BEIJING (Reuters) - China said on Saturday its policy toward foreign acquisitions of domestic firms was fair, explaining that broader national concerns take precedence over the potential benefits to any single company.
The comments come as protectionist tendencies around the world are rising with Beijing at the center of anti-dumping accusations from firms in the West that view Chinese competition as unfair.
“We want to actively encourage mergers and acquisitions,” Jiang Yaoping, a deputy economic minister, told a conference.
“But not to maximize the benefits of one particular company,” he said. “The concerns of the wider public and the country are more important.”
Regulators rejected in March a $2.4 billion bid by Coca-Cola (KO.N) for China’s top juice maker, Huiyuan Juice (1886.HK), blocking what would have been the largest-ever takeover of a Chinese company by a foreign rival.
The ruling by Jiang’s ministry that the merger would have been bad for competition fanned fears that Beijing would not focus on narrow market-concentration grounds but rather on the basis of China’s national economic development.
Coca-Cola is not alone in wanting to increase its investment in China, the world’s third largest economy and still one of its fastest growing.
KNOCKING ON CHINA‘S DOOR
ArcelorMittal (MT.N) ISPA.AS, the world’s largest steelmaker, has long desired to take management control of a Chinese firm, but has been thwarted by government restrictions.
“We would like to have a majority share holding,” Roland Verstappen, a vice president at ArcelorMittal, said on the sidelines of the same conference in Beijing.
“Give us control. We want to do more.”
ArcelorMittal owns one-third of mid-sized Chinese steelmaker Valin Steel Tube & Wire Co 000932.SZ and has a stake in Hong Kong-listed China Oriental Group Co (0581.HK).
The steel giant announced earlier this year it was forming a $951 million 50/50 joint venture with the parent of its Chinese partner, Hunan Valin Iron and Steel Group.
Other executives at the conference said mainland firms would meet obstacles when investing overseas if China did not open its economy wider to foreign investment.

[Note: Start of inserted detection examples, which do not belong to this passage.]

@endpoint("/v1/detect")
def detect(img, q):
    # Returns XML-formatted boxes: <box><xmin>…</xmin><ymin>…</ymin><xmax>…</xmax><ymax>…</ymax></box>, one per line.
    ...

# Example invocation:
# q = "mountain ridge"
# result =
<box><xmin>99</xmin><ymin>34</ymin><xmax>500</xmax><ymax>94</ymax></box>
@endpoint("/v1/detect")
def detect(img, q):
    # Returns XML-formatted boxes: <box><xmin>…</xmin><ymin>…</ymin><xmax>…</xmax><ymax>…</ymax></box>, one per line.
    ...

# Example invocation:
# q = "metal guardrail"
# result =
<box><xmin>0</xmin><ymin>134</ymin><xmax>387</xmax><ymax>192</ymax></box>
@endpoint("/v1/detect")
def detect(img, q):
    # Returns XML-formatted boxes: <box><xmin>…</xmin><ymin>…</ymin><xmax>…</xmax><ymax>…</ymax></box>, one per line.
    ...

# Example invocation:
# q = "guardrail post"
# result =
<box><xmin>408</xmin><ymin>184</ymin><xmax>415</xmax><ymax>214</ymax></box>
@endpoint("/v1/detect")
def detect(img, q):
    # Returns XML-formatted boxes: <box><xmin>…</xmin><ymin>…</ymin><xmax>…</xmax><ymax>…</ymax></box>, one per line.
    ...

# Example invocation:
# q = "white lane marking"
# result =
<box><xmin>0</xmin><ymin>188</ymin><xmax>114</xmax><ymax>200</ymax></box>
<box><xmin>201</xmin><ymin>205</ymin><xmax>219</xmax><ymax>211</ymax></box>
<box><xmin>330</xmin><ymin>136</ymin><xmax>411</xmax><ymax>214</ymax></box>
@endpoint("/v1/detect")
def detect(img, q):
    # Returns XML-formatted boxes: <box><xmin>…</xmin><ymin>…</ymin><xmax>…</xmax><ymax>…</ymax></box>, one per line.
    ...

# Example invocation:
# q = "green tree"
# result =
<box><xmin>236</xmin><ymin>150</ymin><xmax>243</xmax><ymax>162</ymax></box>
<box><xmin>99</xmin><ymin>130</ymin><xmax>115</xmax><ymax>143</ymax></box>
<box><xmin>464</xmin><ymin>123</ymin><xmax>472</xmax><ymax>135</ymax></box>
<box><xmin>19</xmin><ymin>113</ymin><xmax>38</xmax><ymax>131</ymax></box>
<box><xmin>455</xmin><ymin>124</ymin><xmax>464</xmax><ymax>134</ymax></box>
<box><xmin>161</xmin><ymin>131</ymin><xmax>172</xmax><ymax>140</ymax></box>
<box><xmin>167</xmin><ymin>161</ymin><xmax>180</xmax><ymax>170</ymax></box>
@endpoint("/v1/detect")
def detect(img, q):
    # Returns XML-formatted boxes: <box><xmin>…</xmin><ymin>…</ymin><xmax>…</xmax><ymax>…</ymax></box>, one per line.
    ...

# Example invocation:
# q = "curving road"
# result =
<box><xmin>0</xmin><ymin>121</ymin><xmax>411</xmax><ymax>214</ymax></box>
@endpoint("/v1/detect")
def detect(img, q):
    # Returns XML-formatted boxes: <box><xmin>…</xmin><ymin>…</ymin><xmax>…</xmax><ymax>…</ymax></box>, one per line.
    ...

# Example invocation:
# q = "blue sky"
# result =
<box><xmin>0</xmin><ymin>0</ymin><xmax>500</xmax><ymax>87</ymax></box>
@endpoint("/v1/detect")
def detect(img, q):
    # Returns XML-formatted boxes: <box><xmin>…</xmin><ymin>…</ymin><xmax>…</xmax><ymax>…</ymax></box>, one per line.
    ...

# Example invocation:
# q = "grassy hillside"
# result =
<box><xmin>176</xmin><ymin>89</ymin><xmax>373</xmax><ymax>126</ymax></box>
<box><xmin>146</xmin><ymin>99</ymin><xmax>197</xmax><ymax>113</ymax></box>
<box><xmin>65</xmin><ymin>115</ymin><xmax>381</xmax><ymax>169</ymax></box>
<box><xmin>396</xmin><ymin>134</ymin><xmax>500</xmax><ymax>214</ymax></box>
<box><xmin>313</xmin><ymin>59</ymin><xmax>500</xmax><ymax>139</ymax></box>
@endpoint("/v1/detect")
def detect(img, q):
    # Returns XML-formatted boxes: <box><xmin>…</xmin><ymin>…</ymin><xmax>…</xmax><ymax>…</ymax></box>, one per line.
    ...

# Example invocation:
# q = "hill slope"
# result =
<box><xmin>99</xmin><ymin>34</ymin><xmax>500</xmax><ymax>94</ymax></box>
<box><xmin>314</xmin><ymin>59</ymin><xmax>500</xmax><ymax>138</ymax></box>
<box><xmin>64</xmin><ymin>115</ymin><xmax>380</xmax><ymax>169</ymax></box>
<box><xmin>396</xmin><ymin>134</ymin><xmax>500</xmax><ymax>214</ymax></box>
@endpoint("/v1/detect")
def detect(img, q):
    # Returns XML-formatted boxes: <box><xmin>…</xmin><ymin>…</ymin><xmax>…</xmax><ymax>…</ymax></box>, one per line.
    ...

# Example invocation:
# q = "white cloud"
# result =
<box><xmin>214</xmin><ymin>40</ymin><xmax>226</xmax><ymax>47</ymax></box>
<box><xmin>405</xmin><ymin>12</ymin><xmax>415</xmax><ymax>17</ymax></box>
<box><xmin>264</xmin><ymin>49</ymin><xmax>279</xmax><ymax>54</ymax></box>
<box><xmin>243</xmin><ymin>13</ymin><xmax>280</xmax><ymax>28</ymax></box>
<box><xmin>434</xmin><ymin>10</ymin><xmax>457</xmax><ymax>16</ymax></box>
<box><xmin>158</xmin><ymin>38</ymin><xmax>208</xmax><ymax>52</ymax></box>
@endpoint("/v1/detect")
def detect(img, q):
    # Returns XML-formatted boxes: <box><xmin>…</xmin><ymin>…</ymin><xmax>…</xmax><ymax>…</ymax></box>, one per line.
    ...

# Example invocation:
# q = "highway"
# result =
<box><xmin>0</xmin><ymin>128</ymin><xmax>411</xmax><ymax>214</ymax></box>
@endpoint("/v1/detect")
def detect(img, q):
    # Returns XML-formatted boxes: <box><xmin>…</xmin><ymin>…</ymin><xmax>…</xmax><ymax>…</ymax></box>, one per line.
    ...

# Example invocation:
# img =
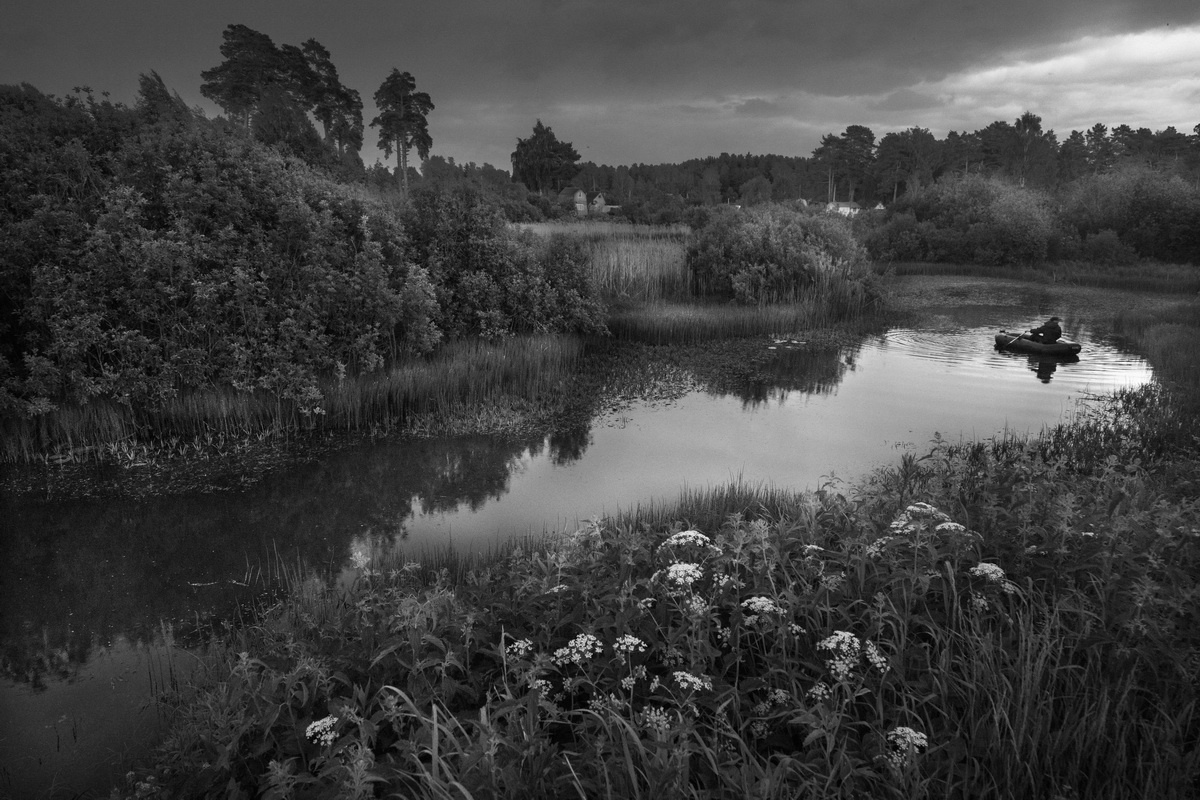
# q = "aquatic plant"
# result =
<box><xmin>124</xmin><ymin>390</ymin><xmax>1200</xmax><ymax>798</ymax></box>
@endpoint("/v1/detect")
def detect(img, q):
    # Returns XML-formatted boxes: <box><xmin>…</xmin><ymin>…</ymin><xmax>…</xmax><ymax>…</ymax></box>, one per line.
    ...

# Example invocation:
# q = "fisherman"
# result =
<box><xmin>1030</xmin><ymin>317</ymin><xmax>1062</xmax><ymax>344</ymax></box>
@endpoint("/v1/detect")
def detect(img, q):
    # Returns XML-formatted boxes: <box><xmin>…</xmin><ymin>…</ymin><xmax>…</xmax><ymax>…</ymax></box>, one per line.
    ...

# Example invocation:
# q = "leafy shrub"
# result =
<box><xmin>403</xmin><ymin>186</ymin><xmax>604</xmax><ymax>338</ymax></box>
<box><xmin>688</xmin><ymin>205</ymin><xmax>866</xmax><ymax>303</ymax></box>
<box><xmin>864</xmin><ymin>175</ymin><xmax>1061</xmax><ymax>265</ymax></box>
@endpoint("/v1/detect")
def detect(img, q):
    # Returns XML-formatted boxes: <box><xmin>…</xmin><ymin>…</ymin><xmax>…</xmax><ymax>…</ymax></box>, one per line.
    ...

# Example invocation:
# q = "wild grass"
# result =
<box><xmin>608</xmin><ymin>294</ymin><xmax>874</xmax><ymax>344</ymax></box>
<box><xmin>0</xmin><ymin>336</ymin><xmax>582</xmax><ymax>463</ymax></box>
<box><xmin>119</xmin><ymin>381</ymin><xmax>1200</xmax><ymax>800</ymax></box>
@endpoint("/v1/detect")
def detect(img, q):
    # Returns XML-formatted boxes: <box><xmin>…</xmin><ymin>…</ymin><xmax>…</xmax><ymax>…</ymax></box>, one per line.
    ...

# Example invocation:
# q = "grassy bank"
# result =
<box><xmin>0</xmin><ymin>336</ymin><xmax>582</xmax><ymax>464</ymax></box>
<box><xmin>114</xmin><ymin>381</ymin><xmax>1200</xmax><ymax>798</ymax></box>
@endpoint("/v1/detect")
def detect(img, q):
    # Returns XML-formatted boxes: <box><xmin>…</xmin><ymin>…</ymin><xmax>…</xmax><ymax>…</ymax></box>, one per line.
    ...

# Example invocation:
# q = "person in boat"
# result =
<box><xmin>1030</xmin><ymin>317</ymin><xmax>1062</xmax><ymax>344</ymax></box>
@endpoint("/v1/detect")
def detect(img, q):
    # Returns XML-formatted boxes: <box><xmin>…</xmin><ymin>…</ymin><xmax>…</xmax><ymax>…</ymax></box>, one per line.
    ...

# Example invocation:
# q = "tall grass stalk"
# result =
<box><xmin>0</xmin><ymin>336</ymin><xmax>582</xmax><ymax>463</ymax></box>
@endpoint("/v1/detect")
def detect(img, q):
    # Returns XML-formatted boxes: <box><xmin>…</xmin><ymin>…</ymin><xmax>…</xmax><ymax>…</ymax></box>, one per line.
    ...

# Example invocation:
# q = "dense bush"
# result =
<box><xmin>0</xmin><ymin>79</ymin><xmax>602</xmax><ymax>424</ymax></box>
<box><xmin>688</xmin><ymin>205</ymin><xmax>868</xmax><ymax>303</ymax></box>
<box><xmin>1062</xmin><ymin>166</ymin><xmax>1200</xmax><ymax>264</ymax></box>
<box><xmin>403</xmin><ymin>186</ymin><xmax>604</xmax><ymax>338</ymax></box>
<box><xmin>862</xmin><ymin>175</ymin><xmax>1060</xmax><ymax>265</ymax></box>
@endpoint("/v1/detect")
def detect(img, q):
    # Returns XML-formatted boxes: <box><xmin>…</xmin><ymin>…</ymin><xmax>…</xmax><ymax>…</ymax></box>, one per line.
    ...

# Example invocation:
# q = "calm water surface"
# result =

“Investment policy must be reciprocal,” said Yang Xiangdong, the managing director of U.S. private equity giant Carlyle Group’s CYL.UL Asia buyout fund.

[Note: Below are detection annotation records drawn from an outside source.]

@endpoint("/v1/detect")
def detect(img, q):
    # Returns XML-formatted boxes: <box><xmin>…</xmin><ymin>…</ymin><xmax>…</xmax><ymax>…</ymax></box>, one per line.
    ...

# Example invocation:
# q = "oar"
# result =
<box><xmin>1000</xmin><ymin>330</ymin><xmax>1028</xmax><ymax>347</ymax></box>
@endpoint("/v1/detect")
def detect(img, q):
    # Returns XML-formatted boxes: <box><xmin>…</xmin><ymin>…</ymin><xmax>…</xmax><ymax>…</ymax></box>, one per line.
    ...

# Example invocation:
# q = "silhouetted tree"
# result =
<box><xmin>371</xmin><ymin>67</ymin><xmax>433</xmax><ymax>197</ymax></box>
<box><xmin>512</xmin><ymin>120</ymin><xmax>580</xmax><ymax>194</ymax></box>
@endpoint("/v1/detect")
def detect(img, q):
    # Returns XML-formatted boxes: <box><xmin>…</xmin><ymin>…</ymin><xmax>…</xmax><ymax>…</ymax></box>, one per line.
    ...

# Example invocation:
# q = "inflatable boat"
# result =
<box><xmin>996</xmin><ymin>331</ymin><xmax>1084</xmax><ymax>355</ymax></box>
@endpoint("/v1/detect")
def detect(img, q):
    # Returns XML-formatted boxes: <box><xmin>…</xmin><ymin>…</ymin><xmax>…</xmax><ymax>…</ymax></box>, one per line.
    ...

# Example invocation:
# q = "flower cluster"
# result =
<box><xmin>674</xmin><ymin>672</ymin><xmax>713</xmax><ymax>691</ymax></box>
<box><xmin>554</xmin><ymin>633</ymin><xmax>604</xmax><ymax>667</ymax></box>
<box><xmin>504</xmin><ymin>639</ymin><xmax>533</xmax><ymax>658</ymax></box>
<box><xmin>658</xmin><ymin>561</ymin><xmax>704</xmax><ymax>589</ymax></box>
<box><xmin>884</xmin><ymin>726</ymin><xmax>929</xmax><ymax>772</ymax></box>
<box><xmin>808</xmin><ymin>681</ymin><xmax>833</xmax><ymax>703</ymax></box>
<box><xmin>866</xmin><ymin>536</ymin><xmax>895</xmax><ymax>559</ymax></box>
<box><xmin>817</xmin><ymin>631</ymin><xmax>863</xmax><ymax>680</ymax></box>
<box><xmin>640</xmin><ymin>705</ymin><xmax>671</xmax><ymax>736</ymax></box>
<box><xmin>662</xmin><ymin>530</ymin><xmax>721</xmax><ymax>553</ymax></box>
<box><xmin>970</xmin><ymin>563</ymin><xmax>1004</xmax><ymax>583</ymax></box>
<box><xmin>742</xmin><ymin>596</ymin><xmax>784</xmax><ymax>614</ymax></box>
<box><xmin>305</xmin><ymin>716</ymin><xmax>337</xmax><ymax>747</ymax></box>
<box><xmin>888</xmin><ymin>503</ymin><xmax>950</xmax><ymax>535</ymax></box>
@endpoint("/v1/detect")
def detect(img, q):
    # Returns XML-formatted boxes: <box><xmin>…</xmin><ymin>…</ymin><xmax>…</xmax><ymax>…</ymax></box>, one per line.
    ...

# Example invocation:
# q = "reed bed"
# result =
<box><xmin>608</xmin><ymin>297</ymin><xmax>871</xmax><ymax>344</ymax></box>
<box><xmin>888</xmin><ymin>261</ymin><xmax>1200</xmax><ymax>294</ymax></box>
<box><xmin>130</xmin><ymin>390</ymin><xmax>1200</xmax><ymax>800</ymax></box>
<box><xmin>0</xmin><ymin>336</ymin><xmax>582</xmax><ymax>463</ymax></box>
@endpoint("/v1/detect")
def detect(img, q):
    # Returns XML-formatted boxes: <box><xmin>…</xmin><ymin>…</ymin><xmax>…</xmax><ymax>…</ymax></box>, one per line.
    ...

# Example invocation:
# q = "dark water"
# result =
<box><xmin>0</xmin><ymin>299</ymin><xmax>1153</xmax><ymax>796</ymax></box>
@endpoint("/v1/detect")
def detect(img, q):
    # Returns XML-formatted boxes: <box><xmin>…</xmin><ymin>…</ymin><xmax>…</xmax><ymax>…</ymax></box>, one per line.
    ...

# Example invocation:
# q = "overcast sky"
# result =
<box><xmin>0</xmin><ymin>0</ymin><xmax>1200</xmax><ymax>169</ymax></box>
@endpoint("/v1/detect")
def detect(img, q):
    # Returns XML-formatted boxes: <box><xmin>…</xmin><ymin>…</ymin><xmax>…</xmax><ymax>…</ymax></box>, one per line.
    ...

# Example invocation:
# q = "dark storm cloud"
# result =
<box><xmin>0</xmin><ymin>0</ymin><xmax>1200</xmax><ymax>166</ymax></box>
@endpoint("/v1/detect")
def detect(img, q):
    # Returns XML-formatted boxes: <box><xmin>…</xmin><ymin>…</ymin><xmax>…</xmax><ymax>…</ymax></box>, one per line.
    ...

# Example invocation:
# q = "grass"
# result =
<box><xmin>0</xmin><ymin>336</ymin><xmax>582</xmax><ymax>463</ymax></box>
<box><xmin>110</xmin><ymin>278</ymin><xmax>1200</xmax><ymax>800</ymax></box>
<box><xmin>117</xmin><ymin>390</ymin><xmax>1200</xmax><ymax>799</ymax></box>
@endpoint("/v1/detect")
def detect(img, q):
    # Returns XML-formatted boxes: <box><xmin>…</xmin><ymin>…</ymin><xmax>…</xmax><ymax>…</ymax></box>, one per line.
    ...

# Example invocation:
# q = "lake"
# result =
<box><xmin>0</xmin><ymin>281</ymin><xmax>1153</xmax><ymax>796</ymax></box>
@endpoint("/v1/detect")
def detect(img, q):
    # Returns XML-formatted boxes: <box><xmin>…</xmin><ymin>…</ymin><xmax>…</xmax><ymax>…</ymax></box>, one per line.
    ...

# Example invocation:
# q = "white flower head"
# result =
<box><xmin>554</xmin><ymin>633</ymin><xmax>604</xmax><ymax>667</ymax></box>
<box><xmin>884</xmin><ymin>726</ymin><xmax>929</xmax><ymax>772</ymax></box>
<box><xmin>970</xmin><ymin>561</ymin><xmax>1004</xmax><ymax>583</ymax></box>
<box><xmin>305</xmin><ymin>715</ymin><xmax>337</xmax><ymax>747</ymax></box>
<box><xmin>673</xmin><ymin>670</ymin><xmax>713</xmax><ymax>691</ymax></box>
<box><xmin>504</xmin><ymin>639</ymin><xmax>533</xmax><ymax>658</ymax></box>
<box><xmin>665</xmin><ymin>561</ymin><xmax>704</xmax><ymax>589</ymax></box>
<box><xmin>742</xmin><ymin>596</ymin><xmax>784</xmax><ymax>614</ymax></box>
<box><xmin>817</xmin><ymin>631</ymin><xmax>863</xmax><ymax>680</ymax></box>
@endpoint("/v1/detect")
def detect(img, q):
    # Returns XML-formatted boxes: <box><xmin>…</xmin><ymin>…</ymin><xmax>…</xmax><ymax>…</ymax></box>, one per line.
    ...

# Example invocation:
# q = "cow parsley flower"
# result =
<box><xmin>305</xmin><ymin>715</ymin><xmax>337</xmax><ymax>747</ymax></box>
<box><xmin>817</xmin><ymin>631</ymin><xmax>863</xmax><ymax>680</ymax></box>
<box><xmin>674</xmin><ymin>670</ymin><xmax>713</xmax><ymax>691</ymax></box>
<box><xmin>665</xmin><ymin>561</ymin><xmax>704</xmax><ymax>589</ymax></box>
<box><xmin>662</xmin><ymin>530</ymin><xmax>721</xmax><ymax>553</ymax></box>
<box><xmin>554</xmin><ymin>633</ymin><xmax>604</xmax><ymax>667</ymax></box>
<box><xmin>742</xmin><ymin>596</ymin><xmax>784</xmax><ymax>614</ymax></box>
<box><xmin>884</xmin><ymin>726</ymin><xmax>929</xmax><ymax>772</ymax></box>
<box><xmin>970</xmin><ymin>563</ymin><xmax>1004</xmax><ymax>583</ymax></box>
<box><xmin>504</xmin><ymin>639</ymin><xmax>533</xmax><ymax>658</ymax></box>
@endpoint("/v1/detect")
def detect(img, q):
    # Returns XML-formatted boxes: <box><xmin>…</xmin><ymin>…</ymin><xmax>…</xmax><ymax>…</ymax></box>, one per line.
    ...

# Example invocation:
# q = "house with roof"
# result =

“It is not reasonable to expect overseas markets to allow your investments if you don’t open your market to them,” he said.

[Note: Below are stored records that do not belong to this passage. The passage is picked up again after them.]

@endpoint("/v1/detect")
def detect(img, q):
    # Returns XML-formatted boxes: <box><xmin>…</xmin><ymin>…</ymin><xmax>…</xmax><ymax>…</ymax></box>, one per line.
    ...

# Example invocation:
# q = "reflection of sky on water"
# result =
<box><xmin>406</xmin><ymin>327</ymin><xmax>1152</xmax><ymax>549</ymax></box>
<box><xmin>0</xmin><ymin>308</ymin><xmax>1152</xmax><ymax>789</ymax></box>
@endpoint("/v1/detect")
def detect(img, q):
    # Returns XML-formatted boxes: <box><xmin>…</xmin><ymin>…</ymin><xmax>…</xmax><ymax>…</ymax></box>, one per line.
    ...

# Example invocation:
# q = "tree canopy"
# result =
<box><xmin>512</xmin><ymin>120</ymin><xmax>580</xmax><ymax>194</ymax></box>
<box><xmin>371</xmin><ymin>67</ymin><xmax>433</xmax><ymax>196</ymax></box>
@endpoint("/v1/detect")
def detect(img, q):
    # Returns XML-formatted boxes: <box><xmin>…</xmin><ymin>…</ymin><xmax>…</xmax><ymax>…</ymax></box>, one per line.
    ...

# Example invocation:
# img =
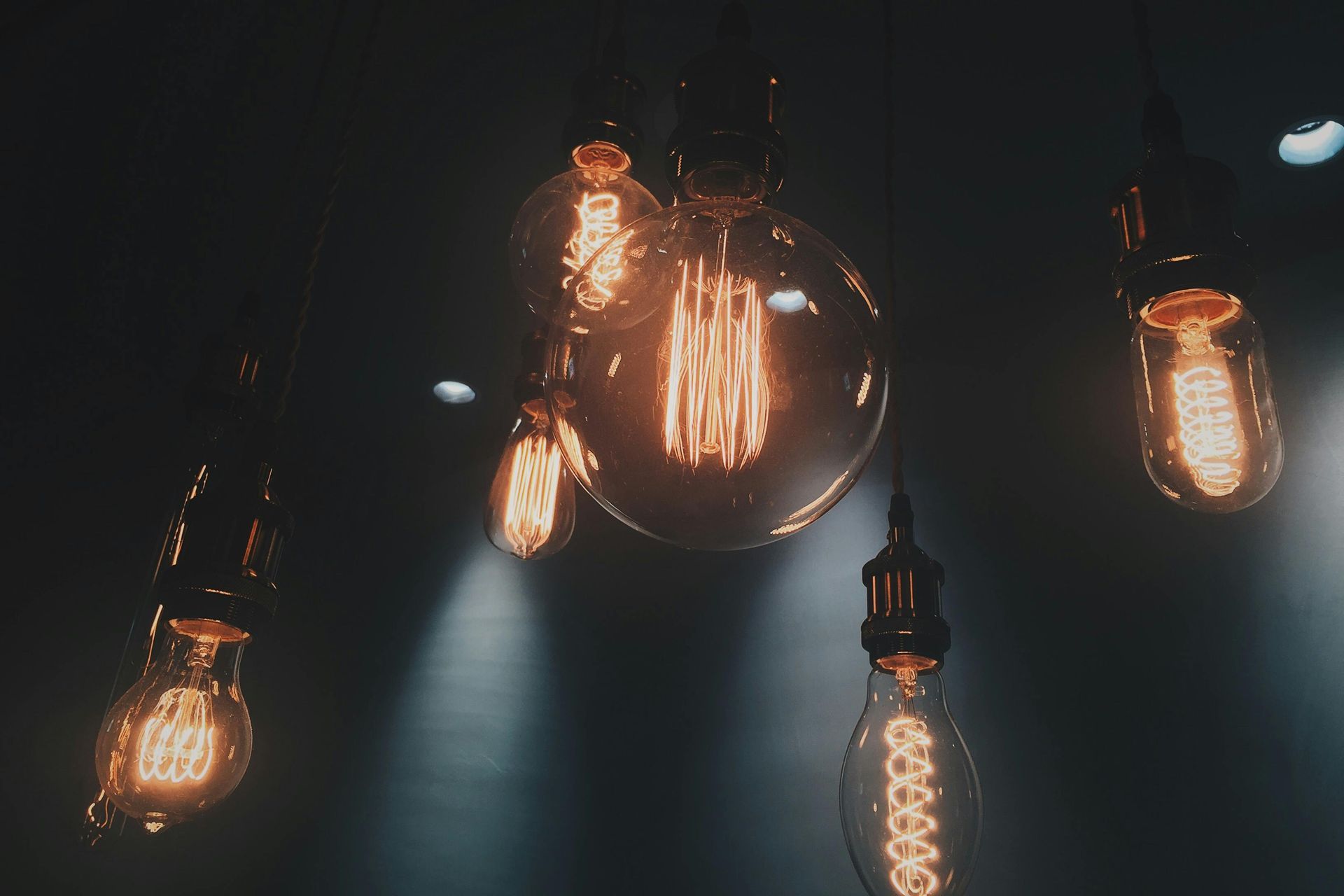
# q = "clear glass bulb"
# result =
<box><xmin>1130</xmin><ymin>289</ymin><xmax>1284</xmax><ymax>513</ymax></box>
<box><xmin>546</xmin><ymin>199</ymin><xmax>887</xmax><ymax>550</ymax></box>
<box><xmin>94</xmin><ymin>620</ymin><xmax>251</xmax><ymax>833</ymax></box>
<box><xmin>485</xmin><ymin>398</ymin><xmax>574</xmax><ymax>560</ymax></box>
<box><xmin>840</xmin><ymin>665</ymin><xmax>980</xmax><ymax>896</ymax></box>
<box><xmin>508</xmin><ymin>142</ymin><xmax>663</xmax><ymax>320</ymax></box>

Carlyle last year, after three years of talks, walked away from a $375 million plan to buy Xugong, China’s biggest construction equipment maker, after a campaign to keep the firm in Chinese hands stiffened regulator’s opposition.
China’s huge state-owned firms have also found themselves at the wrong end of political tug of wars.
Fears that the Chinese government controlled state-owned firms were unfounded, said the head of China’s powerful State-owned Asset Supervision and Administration Commission
“It doesn’t make any sense,” Li Rongrong told the conference. “The assets of many state-owned firms are listed, just like U.S. companies are listed.”
However, Li seemed to accept that China needed to do more to allay those fears, saying “We need to do a better job.”